As I listened, I couldn’t help but compare his spiel to a well delivered sermon.  He came across as the kind of guy you would happily meet in a coffee shop.  He engaged the audience, but always respectfully, as he spelled out the laughable optimism of the do it yourself industry and its clients.  In so doing, he read the crowd as carefully as a detective at a crime scene: laughter came in waves, and the head nods that followed the belly laughs confirmed that people like to hear their story told.  They love to have their experiences named for what they are: silly, human, and everyday in nature.  He met us where we were at, but took us beyond ourselves by linking us to one another.


Of course, a stand up comic is not a preacher.  Yet it is one of the few public acts that compares to the strange, but compelling act of preaching.  A poorly delivered sermon is as painful as a stand up comic that falls flat, and a well delivered sermon that sings its subject matter draws you in to the point where time stands still and you feel transported – albeit to different places!


This comic was mesmerizing, clearly having a rich repertoire ready at hand, pulling out the right joke at the right time.
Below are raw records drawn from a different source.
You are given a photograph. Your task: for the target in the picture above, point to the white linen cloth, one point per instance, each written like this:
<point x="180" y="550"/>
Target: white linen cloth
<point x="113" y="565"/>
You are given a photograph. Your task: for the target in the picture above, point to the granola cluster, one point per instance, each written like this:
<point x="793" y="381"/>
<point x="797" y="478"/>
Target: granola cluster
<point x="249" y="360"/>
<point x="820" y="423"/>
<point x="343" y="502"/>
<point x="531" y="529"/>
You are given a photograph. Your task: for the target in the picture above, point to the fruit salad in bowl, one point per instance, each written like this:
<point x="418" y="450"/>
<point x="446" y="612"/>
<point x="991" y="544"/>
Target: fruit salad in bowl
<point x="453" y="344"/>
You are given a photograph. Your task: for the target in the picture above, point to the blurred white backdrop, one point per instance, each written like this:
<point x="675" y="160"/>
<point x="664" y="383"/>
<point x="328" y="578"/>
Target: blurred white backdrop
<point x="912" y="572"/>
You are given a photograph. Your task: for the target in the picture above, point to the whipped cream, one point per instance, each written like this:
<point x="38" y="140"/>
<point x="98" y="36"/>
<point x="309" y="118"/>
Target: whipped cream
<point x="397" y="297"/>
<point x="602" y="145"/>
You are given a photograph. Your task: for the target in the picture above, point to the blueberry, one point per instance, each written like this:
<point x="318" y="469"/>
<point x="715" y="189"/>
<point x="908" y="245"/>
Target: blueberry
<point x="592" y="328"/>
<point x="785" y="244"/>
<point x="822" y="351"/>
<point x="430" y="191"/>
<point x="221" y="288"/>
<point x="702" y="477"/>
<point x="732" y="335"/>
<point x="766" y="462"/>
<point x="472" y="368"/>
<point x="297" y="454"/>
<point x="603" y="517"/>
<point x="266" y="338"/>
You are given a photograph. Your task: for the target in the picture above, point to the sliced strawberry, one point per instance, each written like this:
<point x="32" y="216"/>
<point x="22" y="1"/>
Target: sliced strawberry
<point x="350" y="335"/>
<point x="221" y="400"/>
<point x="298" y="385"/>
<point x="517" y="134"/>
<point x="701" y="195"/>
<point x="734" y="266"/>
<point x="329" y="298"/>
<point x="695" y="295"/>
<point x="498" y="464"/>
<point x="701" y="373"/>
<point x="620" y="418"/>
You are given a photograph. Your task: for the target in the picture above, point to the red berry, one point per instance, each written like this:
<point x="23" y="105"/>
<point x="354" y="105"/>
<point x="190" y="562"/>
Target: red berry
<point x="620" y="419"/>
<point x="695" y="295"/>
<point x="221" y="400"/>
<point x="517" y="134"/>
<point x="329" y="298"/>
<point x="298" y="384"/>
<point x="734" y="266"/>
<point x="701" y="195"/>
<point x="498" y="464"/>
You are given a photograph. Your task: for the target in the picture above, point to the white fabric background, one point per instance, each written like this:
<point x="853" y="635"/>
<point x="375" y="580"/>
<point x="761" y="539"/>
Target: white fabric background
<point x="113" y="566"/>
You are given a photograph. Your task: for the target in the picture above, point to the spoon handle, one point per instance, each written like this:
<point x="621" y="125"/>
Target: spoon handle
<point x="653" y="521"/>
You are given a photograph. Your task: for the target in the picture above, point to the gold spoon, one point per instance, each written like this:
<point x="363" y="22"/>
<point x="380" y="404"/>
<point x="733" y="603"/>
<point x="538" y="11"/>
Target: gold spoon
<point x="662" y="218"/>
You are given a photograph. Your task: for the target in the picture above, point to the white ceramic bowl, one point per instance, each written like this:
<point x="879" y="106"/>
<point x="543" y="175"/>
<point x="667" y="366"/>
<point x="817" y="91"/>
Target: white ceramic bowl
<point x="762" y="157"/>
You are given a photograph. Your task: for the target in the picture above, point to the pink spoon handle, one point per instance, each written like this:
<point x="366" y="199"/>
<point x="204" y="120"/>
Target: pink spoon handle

His timing was exquisite: speeding up and slowing down as appropriate; now and then bowing his head into his hand, shaking off the embarrassment that we all have known, that we all know.  Of course, it wasn’t only his head in his hand.  He had us in his hand as well, and seemingly all of us went home refreshed in the knowledge that our foibles are shared and our condition human, and thus fascinating in its ordinariness.  It was a rich evening, and for some reason so much richer than encountering the same on television.  Laughter may be a medicine, but laughing together seems to be a cure.